Not quite, which make me think I've asked for something that's not possible. I'll investigate further.

paulwalker-arm added inline comments.Jul 15 2022, 9:36 AM
llvm/lib/Target/AArch64/AArch64SVEInstrInfo.td
287–290

You shouldn't need duplicate patterns within the PatFrag based on types as this kind of defeats the point of a PatFrags. The main exception to this is the scalar operand of splat_vector due to the way it's defined.

The problem here is that you cannot infer the types which is down to the loose definition of AArch64fadda_p_node or rather SDT_AArch64ReduceWithInit. You'll have to double check it's correct but when I tighten it up to say

SDTCisVec<1>, SDTCVecEltisVT<1,i1>, SDTCisVec<3>, SDTCisSameNumEltsAs<1,3>

i.e. The first operand is a predicate vector and has the same number of elements as the third operand.

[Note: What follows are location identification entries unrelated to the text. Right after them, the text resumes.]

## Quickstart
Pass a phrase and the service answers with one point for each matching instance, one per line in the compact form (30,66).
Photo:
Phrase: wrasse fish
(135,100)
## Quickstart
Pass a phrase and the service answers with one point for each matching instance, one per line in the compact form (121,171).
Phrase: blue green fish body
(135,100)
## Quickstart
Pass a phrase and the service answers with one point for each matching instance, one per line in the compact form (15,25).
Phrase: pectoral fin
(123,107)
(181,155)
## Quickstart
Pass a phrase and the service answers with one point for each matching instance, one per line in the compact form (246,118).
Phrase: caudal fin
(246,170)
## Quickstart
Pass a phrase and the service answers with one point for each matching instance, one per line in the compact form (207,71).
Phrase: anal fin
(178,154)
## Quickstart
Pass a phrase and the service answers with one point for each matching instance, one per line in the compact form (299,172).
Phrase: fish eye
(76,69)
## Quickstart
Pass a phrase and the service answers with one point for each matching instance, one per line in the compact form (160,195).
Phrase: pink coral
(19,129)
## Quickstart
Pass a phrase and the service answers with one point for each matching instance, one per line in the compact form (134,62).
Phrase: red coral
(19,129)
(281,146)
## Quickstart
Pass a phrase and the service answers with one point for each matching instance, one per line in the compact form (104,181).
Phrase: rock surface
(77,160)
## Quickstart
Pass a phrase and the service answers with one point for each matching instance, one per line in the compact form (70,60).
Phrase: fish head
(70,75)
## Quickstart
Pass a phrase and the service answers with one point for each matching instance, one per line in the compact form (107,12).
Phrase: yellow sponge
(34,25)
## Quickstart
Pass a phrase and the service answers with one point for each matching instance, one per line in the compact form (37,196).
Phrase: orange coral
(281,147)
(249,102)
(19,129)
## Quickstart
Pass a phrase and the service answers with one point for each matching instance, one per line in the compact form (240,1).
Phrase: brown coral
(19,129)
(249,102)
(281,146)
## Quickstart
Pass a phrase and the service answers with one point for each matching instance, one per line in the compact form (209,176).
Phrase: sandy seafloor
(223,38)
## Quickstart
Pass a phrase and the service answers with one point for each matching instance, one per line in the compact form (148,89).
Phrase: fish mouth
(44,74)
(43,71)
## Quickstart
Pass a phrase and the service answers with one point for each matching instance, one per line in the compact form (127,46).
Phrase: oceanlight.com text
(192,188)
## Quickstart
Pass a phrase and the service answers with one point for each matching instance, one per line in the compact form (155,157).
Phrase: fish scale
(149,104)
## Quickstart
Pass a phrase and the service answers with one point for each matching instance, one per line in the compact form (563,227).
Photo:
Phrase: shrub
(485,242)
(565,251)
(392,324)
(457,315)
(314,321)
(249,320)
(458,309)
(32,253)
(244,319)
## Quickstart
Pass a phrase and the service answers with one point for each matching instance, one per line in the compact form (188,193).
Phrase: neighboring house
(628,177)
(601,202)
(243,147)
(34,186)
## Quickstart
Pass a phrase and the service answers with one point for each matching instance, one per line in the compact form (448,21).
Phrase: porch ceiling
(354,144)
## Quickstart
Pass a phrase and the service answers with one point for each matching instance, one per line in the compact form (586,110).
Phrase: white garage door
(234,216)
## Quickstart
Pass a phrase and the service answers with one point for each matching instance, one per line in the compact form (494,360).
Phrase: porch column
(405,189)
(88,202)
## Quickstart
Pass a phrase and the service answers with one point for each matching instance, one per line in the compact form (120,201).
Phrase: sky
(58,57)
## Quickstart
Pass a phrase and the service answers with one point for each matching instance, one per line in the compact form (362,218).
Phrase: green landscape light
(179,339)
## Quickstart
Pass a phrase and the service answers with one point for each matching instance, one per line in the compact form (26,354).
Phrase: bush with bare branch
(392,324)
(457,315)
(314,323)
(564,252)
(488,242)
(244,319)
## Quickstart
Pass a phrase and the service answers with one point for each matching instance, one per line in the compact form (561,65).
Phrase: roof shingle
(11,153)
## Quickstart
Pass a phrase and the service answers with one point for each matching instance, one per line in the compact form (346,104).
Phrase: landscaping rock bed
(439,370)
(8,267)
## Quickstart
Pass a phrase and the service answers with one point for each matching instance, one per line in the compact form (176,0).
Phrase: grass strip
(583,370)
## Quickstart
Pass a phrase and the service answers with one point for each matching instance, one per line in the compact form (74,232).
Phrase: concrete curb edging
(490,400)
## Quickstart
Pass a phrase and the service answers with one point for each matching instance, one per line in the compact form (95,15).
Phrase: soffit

I only needed a single f32 and f64 pattern without any other types mentioned.

RosieSumpter marked an inline comment as done.
  • Change definition of SDT_AArch64ReduceWithInit so that fadda patterns don't need to be replicated for different predicate vector types.
paulwalker-arm accepted this revision.Jul 18 2022, 5:02 AM

Given AArch64ISD::FADDA_PRED exists I guess there's an argument this could be a DAG combine. However, this isel route looks clean enough and you're adding things that will be beneficial regardless.

This revision is now accepted and ready to land.Jul 18 2022, 5:02 AM
This revision was landed with ongoing or failed builds.Jul 19 2022, 12:39 AM
This revision was automatically updated to reflect the committed changes.